何の事かわからないが、とりあえず俺は出発した。
:08/12/12 10:45 :SH901iC :ufvbrGno
#126 [ゆーちん]
海は、誰もいなかった。
誰かいたとしても知り合いだから、それはそれで面倒だし恥ずかしい。
貸し切りでよかった。
「あそこ座ろう!」
「…うん。」
俺らがいつも溜まる岩場を指さした。
砂浜に足を取られながらも、今日は俺の後ろを一生懸命ついて来てくれる凜。
:08/12/12 10:46 :SH901iC :ufvbrGno
#127 [ゆーちん]
最初は一目惚れだったけど、俺どんどん中身も好きになってる気がする。
俺に冷たい事言っといて、こうやって付き合ってくれる。
根はいい子なのに、どうして冷たい態度ばかりなんだろう。
そんな事を気にしていると後ろから声がした。
:08/12/12 10:47 :SH901iC :ufvbrGno
#128 [ゆーちん]
「きゃっ!」
慌てて振り返ると凜は転んでいた。
「うぉ!大丈夫?」
サンダルのヒールが砂のせいで埋もれてしまい、バランスが取れずに転んでしまったようだ。

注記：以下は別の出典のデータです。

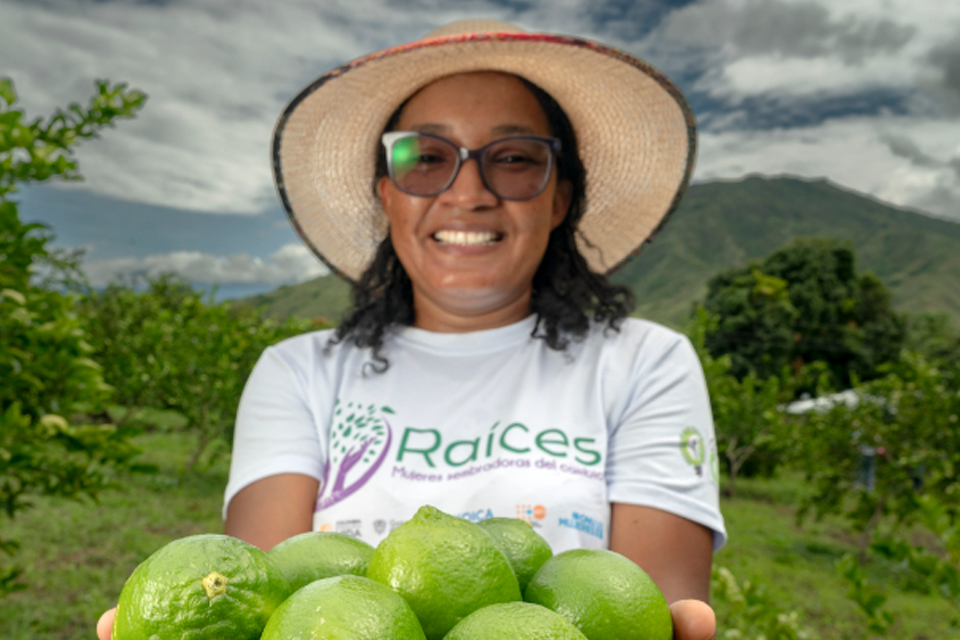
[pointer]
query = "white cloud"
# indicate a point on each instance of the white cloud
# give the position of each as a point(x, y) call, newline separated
point(290, 264)
point(905, 161)
point(218, 72)
point(788, 48)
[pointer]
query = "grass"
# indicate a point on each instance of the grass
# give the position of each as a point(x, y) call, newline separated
point(797, 566)
point(77, 555)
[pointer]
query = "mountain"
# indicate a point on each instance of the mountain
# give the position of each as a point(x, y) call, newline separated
point(719, 225)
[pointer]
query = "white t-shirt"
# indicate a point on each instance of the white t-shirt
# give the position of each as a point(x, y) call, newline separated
point(483, 424)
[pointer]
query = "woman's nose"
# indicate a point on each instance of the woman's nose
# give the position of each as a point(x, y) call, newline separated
point(468, 190)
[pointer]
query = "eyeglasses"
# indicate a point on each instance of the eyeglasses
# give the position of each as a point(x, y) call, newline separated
point(514, 168)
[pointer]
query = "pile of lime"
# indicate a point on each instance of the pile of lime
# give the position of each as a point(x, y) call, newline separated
point(435, 577)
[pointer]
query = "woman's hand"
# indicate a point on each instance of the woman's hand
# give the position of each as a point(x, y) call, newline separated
point(692, 620)
point(105, 624)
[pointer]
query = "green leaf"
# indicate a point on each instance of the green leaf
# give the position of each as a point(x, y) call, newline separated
point(7, 92)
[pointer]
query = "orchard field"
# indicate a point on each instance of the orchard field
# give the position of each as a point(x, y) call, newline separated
point(78, 554)
point(117, 410)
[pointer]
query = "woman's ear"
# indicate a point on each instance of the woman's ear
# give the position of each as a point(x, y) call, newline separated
point(562, 199)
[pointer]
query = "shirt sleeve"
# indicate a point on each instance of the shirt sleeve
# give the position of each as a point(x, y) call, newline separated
point(276, 428)
point(662, 449)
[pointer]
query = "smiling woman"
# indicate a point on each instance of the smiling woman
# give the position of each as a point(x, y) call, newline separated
point(488, 366)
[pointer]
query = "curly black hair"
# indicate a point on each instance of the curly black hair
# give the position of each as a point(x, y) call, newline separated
point(566, 293)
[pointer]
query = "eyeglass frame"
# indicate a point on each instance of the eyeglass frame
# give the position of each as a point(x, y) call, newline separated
point(390, 138)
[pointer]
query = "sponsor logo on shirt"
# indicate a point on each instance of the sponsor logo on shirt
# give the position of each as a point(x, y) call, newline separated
point(583, 523)
point(531, 513)
point(348, 527)
point(359, 443)
point(693, 448)
point(476, 516)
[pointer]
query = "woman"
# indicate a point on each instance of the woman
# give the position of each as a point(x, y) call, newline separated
point(486, 368)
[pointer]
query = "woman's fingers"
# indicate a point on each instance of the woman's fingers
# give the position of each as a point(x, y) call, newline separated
point(105, 624)
point(693, 620)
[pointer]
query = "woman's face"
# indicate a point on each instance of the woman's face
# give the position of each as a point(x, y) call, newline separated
point(459, 282)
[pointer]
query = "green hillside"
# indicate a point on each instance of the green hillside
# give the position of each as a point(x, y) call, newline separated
point(724, 224)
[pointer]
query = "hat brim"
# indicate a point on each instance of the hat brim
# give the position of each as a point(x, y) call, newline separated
point(635, 132)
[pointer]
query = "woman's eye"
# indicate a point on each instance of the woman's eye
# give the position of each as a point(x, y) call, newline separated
point(431, 158)
point(514, 158)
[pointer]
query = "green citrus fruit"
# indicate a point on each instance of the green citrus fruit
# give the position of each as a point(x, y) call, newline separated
point(514, 621)
point(344, 608)
point(603, 594)
point(320, 554)
point(524, 548)
point(204, 587)
point(445, 567)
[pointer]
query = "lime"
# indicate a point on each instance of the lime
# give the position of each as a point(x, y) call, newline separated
point(603, 594)
point(204, 587)
point(320, 554)
point(514, 621)
point(344, 608)
point(445, 567)
point(524, 548)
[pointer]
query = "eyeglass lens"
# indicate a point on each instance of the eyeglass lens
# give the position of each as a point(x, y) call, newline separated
point(512, 168)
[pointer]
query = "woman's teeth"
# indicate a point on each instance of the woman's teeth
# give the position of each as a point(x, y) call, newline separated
point(466, 238)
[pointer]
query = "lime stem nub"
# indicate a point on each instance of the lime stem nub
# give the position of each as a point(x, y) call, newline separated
point(215, 584)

俺は慌てて手を差し延べると、凜はガッと手を掴み、勢いよく立ち上がった。
「…どーも。」
「あ!」
:08/12/12 10:47 :SH901iC :ufvbrGno
#129 [ゆーちん]
「何よ、うるさいな。」
「初めて手ぇ繋いだね!」
俺は繋いだ手を顔の前まで上げた。
凜と俺の手が繋がれている。
「…。」
凜は少し難しそうな顔をしていた。